The blowback started on July 20, when Muppets creator Jim Henson's company announced that it was severing its partnership with Chick-fil-A by no longer proving toys for kids' meals served at the restaurant. 

If you were a PR person at Chick-fil-A, what would you do next? (If you said something along the lines of "try to spin this bad news by focusing on the quality of the food, or perhaps by finding a new toy partner," then you have more social media savvy than Chick-fil-A.) What the company did was to announce that it was "voluntarily recalling" all Jim Henson toys -- and backdated the announcement to July 19, the day before Henson's own.

But it doesn't end there. On July 25, tech blog Gizmodo broke the news that Chick-fil-A appeared to have "astroturfed" their Facebook page by creating a fake account and posted supportive comments attributed to a teenage girl to try to counter the bad press.

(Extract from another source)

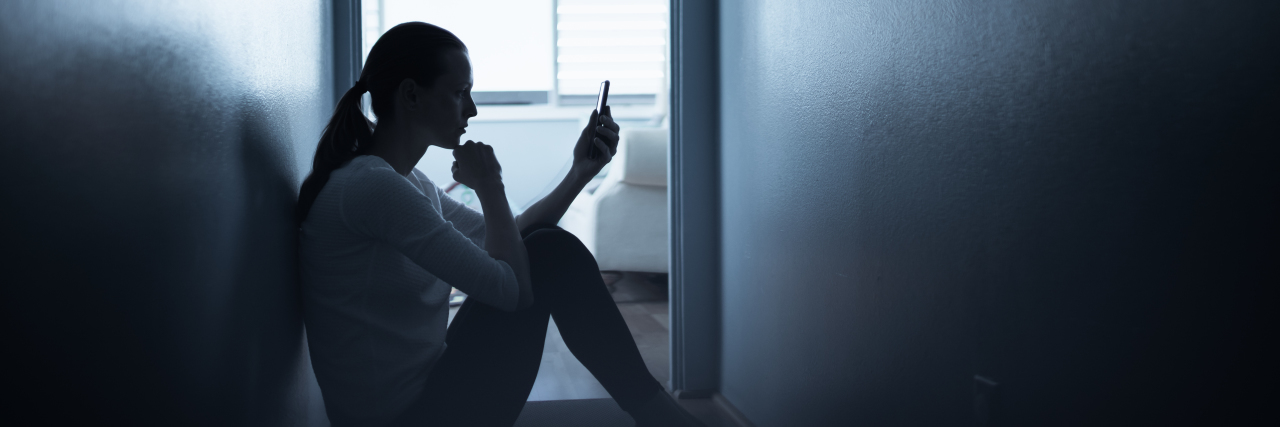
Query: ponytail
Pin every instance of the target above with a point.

There's no question that someone did create a fake account and post in defense of Chick-fil-A. The account photo has even been traced to a stock photo service. That said, Chick-fil-A has denied creating the account. But credibility certainly isn't on the company's side after the fake toy recall announcement.

So what we have here is one staggeringly bad decision after another, preserved indefinitely on the Internet. Is this sort of thing enough to capsize an entire fast-food chain? Probably not. But the fallout isn't pretty, and it isn't going to get better anytime soon. (In a shocking and sad epilogue, Chick-fil-A's VP of public relations passed away unexpectedly on Friday.)